Peut-être ai-je rêvé de l’avidité qui brillait dans les yeux de Cédrick ? Rien que d’y penser, un long frisson traverse mon dos. Ce n’est pas une hallucination de mon esprit apeuré. Ce loup a une idée bien précise derrière la tête et je ne suis entre ses mains qu’un jouet à manipuler pour le modeler à son désir. Je refuse !

Je suis effrayée par la simple pensée de ce que le lycan aurait pu me faire, jusqu’où il aurait pu aller si je n’étais pas intervenue. Mes peurs se ruent comme un torrent sauvage et fracassent mes défenses. Je tremblent sous leur assaut.

Je retourne dans ce corps d’enfant candide en ce jour qui marque mon existence à jamais. Je n’arrive plus à me détacher de ces peurs qui me noient. Mon impuissance me nargue constamment. À la moindre faiblesse de mon esprit, elle défonce mes barrières pour venir m’enlacer de ses bras. Figée, je suis incapable de raisonner correctement.

Calme-toi ! Rappelle-toi des armes offertes par ta mère.

J’inspire en profondeur et expire lentement pour apaiser mon cœur.

« Ma petite pimprenelle, elles te jugent pour une infériorité imméritée. Passe au-dessus de leurs moqueries enfantines, tu es bien plus intelligente qu’elles. Utilise tes qualités, développe-les et elles ramperont vers toi quand tu les tiendras sous tes connaissances qui sont primordiales. Elles ne comprennent pas la valeur première d’une sorcière, mais toi, si. Sans le Savoir, le pouvoir n’est rien. »

J’avais mis du temps, enfermée dans ma chambre, à digérer les paroles de ma mère. Étrangement, elle m’avait laissé sans me bousculer cette réflexion nécessaire. Bien que ses propos m’eussent fait l’effet d’une gifle, j’y avais puisé la force pour me reconstruire.

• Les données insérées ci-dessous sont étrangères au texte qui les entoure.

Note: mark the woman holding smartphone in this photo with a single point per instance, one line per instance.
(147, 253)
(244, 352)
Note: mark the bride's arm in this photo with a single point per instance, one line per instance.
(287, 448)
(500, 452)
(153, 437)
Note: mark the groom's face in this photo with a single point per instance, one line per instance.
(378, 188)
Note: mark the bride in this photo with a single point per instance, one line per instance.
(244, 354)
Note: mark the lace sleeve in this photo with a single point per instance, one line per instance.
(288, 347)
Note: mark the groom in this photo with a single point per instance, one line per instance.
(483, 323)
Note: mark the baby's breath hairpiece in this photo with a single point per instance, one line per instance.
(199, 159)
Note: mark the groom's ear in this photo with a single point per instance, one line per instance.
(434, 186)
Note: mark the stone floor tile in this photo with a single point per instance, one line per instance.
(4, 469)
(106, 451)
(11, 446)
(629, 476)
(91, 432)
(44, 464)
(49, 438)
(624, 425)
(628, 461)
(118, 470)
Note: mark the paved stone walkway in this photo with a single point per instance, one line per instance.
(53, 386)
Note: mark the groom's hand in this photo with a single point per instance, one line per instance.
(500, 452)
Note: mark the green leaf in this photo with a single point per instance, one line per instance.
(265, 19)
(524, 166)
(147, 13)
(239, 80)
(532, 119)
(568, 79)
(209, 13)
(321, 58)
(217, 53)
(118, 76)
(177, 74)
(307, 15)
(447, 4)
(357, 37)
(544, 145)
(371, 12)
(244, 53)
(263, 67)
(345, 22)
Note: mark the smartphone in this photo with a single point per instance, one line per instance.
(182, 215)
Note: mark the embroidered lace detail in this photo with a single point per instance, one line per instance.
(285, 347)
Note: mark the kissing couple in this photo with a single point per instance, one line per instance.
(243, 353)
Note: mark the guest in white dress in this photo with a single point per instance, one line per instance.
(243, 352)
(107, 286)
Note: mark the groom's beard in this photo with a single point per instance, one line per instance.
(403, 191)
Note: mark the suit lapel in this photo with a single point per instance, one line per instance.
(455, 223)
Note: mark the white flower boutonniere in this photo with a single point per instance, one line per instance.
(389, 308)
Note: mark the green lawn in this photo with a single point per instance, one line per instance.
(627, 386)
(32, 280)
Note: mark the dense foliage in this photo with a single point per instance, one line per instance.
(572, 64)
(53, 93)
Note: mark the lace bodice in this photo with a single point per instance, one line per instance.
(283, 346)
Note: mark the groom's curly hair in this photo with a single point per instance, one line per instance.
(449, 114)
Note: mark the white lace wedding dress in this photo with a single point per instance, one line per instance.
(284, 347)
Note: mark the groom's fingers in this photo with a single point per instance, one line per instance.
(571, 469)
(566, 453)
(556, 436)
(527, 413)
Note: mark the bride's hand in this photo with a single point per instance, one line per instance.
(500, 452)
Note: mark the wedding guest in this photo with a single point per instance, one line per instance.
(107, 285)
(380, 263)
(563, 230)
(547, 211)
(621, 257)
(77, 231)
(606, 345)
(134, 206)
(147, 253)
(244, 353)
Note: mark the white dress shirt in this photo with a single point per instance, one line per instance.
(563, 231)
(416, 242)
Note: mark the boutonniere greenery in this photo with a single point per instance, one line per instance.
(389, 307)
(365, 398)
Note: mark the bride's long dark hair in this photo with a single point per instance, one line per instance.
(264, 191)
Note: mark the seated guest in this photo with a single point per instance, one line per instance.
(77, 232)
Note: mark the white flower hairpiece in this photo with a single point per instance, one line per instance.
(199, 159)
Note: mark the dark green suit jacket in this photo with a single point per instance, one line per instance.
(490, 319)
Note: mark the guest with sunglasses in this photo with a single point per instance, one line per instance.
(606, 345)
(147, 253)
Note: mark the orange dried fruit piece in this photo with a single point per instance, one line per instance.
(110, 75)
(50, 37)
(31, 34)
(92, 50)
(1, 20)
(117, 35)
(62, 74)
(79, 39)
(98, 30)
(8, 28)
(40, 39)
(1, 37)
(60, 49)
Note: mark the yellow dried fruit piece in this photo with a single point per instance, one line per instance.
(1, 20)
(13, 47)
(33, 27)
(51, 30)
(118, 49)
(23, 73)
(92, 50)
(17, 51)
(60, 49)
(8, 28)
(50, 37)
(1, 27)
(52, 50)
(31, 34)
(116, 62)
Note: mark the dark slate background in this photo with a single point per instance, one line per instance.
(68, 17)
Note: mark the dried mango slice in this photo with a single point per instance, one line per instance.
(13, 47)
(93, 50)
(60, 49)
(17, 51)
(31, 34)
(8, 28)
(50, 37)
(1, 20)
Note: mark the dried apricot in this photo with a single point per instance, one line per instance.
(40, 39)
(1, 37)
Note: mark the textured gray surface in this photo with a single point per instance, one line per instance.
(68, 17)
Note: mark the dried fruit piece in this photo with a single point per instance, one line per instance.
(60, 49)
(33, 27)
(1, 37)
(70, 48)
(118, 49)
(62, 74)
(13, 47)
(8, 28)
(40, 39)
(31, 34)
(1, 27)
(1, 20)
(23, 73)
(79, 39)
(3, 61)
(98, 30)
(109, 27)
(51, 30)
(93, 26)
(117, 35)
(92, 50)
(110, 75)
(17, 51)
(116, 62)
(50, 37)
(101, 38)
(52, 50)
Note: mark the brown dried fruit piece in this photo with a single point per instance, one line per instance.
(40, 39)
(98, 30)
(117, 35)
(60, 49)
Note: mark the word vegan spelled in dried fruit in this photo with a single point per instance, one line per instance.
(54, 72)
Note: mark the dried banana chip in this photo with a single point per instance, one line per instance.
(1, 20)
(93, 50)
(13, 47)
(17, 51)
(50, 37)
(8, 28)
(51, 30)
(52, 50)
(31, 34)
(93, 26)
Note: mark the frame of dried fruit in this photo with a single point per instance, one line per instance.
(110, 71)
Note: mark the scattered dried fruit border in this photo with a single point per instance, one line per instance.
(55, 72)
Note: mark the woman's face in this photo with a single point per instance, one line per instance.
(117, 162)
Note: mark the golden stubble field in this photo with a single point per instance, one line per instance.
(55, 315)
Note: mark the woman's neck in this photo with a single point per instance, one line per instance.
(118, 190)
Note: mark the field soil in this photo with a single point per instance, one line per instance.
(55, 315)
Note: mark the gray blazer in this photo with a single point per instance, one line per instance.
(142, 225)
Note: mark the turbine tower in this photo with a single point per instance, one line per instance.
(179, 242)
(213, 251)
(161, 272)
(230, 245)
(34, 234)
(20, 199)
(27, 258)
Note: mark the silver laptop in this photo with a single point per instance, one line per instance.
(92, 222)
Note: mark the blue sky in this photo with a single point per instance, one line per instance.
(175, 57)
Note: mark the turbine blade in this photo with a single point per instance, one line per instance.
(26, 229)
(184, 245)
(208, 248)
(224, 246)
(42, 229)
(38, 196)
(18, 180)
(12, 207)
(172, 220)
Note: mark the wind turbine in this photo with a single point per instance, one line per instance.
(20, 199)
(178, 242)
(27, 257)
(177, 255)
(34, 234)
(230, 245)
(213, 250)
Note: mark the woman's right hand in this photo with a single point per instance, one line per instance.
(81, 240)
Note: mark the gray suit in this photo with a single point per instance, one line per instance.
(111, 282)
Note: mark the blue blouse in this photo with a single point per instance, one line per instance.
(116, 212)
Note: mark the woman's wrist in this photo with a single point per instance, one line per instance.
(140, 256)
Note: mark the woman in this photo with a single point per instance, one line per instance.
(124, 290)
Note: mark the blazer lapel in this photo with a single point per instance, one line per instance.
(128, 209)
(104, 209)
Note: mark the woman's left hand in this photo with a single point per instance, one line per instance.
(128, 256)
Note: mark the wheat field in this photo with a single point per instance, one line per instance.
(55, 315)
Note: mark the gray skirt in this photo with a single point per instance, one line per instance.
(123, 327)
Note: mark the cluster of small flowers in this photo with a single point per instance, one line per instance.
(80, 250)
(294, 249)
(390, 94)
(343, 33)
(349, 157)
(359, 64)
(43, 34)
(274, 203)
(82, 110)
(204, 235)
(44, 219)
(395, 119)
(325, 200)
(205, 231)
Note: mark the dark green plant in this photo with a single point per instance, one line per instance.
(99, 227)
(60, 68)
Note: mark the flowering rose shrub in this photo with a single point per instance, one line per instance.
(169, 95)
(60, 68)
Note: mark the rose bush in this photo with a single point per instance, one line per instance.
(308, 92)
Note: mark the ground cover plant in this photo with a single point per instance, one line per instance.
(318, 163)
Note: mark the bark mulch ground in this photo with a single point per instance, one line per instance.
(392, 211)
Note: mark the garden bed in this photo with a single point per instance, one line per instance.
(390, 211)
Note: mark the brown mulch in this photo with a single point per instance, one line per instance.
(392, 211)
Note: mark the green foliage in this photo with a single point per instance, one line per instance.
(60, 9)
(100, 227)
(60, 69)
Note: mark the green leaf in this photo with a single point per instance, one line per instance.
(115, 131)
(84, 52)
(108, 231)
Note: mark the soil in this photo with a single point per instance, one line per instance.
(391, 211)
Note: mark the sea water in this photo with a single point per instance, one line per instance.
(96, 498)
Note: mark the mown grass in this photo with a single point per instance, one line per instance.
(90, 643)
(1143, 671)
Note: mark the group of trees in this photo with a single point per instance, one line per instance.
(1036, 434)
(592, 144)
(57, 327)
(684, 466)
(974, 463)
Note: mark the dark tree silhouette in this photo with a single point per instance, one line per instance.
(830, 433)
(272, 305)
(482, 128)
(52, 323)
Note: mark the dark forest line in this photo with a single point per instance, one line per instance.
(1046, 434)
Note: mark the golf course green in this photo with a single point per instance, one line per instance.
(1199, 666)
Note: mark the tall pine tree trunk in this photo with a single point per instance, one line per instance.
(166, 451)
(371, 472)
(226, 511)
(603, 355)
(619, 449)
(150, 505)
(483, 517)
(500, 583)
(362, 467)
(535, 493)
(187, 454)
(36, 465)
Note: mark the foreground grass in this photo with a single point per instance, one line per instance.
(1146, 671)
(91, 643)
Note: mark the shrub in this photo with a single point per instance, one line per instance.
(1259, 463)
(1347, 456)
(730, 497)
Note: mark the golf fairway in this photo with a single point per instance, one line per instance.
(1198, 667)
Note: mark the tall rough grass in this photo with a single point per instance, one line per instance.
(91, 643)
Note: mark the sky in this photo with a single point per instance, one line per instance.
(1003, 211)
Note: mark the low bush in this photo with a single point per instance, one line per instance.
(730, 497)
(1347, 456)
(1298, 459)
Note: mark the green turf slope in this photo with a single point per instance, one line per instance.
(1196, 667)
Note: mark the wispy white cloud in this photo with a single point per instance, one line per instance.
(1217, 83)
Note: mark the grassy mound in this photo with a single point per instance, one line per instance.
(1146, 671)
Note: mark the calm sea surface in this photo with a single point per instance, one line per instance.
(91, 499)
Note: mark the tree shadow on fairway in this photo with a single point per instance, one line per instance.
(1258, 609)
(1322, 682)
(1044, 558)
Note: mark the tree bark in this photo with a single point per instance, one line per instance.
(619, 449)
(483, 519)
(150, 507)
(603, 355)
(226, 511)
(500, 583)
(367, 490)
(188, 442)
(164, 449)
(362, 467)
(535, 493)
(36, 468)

Ma génitrice se révélait toujours devin dans ces cas de détresse. Mes tortionnaires étaient revenues la queue entre les jambes à leur première difficulté dans la réalisation d’une potion complexe.

Ici, je n’ai pas ma mère et ses douces paroles prophétiques, mais mon intelligence, comme elle me l’avait si souvent attesté. Je dois faire tourner mes méninges givrées par la peur.

« La peur n’est qu’un simulacre de ton esprit bloqué par ses superstitions. »

Encore une parole sage de ma génitrice.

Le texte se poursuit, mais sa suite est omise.